Same issue for me, when initializing TextLMDataBunch.from_df()
Most likely, you need to add num_wokers=0 (Required for Windows env)
dls = ImageDataLoaders.from_df(df, PATH_DATA,
fn_col="FILENAME",
label_col="LABEL",
num_workers = 0,
bs=4)
Hi, I am facing a issue and I have a basic (and most probably stupid) query. I am a beginner to FastAI and trying to run it on Windows 10. I have installed it following the instructions on https://docs.fast.ai/ with Anaconda. When trying to train the model with GPU, I am getting out of memory error (probably because GPU memory is only 2 GB). Is there a workaround with this?
Otherwise, is it possible to use FastAI without GPU?
Welcome @shobhit - reducing the batch size (bs) will reduce the amount of GPU memory used, so I’d try that first. Using the CPU will be pretty slow - and I can’t recall how to force this but maybe change the default device?
Thank you @brismith , reducing the batch size worked.
I am running the example script and am getting an error.
RuntimeError: cuda runtime error (801) : operation not supported at ..\torch/csrc/generic/StorageSharing.cpp:258
I’ve tried lots of googling but have not been able to find a solution. Any help is appreciated.
Example Script: fastai/dataloader_spawn.py at master · fastai/fastai · GitHub
EDIT: Using Conda and a GTX 1050. I’ve tried installing the cuda drivers liked here, and also not using these drivers as there was no mention of them on the github. Are they necessary?

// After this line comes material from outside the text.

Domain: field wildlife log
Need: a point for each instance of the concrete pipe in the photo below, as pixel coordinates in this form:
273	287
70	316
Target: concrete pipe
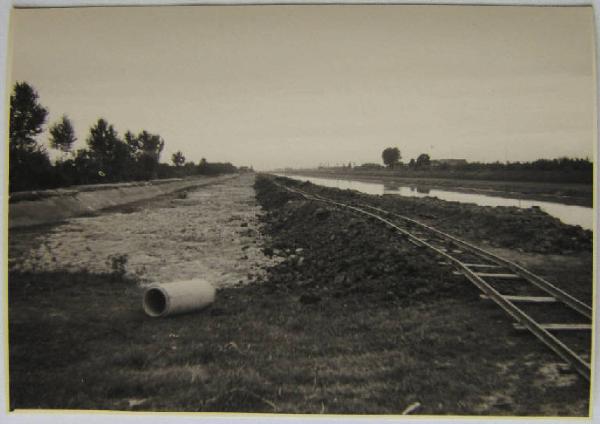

EDIT 2: Num workers = 0 fixes this, however I can’t figure out how to get multiple workers even though I’m not using Jupyter notebooks.
(ml) C:\Users\Ben\Desktop\Python Scripts\BiomeRecigonition>python Example.py
C:\Users\Ben\anaconda3\envs\ml\lib\site-packages\torch\_tensor.py:1023: UserWarning: torch.solve is deprecated in favor of torch.linalg.solveand will be removed in a future PyTorch release.
torch.linalg.solve has its arguments reversed and does not return the LU factorization.
To get the LU factorization see torch.lu, which can be used with torch.lu_solve or torch.lu_unpack.
X = torch.solve(B, A).solution
should be replaced with
X = torch.linalg.solve(A, B) (Triggered internally at ..\aten\src\ATen\native\BatchLinearAlgebra.cpp:760.)
ret = func(*args, **kwargs)
THCudaCheck FAIL file=..\torch/csrc/generic/StorageSharing.cpp line=258 error=801 : operation not supported
Traceback (most recent call last):
File "C:\Users\Ben\Desktop\Python Scripts\BiomeRecigonition\Example.py", line 37, in <module>
learn.lr_find()
File "C:\Users\Ben\anaconda3\envs\ml\lib\site-packages\fastai\callback\schedule.py", line 282, in lr_find
with self.no_logging(): self.fit(n_epoch, cbs=cb)
File "C:\Users\Ben\anaconda3\envs\ml\lib\site-packages\fastai\learner.py", line 221, in fit
self._with_events(self._do_fit, 'fit', CancelFitException, self._end_cleanup)
File "C:\Users\Ben\anaconda3\envs\ml\lib\site-packages\fastai\learner.py", line 163, in _with_events
try: self(f'before_{event_type}'); f()
File "C:\Users\Ben\anaconda3\envs\ml\lib\site-packages\fastai\learner.py", line 212, in _do_fit
self._with_events(self._do_epoch, 'epoch', CancelEpochException)
File "C:\Users\Ben\anaconda3\envs\ml\lib\site-packages\fastai\learner.py", line 163, in _with_events
try: self(f'before_{event_type}'); f()
File "C:\Users\Ben\anaconda3\envs\ml\lib\site-packages\fastai\learner.py", line 206, in _do_epoch
self._do_epoch_train()
File "C:\Users\Ben\anaconda3\envs\ml\lib\site-packages\fastai\learner.py", line 198, in _do_epoch_train
self._with_events(self.all_batches, 'train', CancelTrainException)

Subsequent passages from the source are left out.